The candidates are split on whether to make B.C.'s coroners service independent, after calls of political interference and the abrupt departure of the previous chief coroner -Dix and Farnworth back the move, Horgan does not and Larsen said he's not sure.

Larsen said he opposes new prisons and would allow sex-trade workers to unionize and form co-operatives.


The candidates have all called for increases to the minimum wage, but were upstaged by premier Clark who announced a hike last month.

Simons had the most comprehensive poverty-reduction plan, with nearly $3 billion for child care, early learning, affordable housing, legal aid, income assistance and disability increases. But he dropped out and endorsed Horgan.

It's unclear how many of Simons's policies will reappear in Horgan's platform. "I will carry his vision for poverty reduction forward if I am elected on April 17," Horgan said Thursday.

Horgan has called for a 30 per cent reduction in B.C.'s poverty rate within four years -75 per cent in 10 years -and a promise to "end all homelessness within eight years."

The candidates have proposed income assistance boosts, Farnworth at the rate of inflation, and Horgan as needed.
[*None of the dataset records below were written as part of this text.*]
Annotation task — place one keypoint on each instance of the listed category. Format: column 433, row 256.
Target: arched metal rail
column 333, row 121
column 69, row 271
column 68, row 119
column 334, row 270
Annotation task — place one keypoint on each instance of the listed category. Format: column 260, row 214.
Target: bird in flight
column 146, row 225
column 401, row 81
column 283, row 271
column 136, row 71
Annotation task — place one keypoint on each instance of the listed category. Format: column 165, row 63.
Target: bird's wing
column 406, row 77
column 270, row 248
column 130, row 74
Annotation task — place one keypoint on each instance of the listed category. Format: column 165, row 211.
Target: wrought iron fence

They all want legislated poverty reduction targets, with Farnworth proposing a dedicated minister in charge of such targets and Horgan saying he'd champion the issue from his office as premier.

They all promised to build more affordable housing units, with Farnworth's target of 1,000 units a year.


There's widespread support for protecting and strengthening the NDP-created Agricultural Land Reserve. And most want a review, or halt, to independent run of river power projects as part of a comprehensive look at whether the public interest is being served in the province's energy strategy.

Horgan wants a shakeup in senior government forest officials, a comprehensive plan on strengthening forests and public oversight of public timber tenures.

Dix wants a long-term strategy for protecting old growth forests and improved environmental assessment legislation. Farnworth echoes Dix on the environmental assessment, but adds a massive program of reforestation. Both want restrictions on raw log exports.


The government should make public transit free for users, and pay for it by refocusing provincial resources away from subsidizing car drivers, said Larsen.

B.C. could use a jobs protection commissioner to support sustainable jobs, said Farnworth.

Tenants should be protected from renovations disguised as evictions, agree Farnworth and Dix.

Foreign workers need more support and protection, said Dix.

B.C. could use a women's advisory panel to discuss priorities for the 121st century, and expanded parental leave to 18 months with fathers eligible for additional months to help women re-enter the workforce, said Horgan.

Compared to the Liberal leadership race, the NDP promises are large and far-reaching. The candidates say on purpose, because they have to give some of the 1.4 million registered voters who didn't cast ballots in the last election an incitement to join the NDP.

"I think if we give people something to vote for on the economy, on health care, on public education, on the environment, we will win the next election," said Dix.

"But more important than that, we will have a mandate to change British Columbia."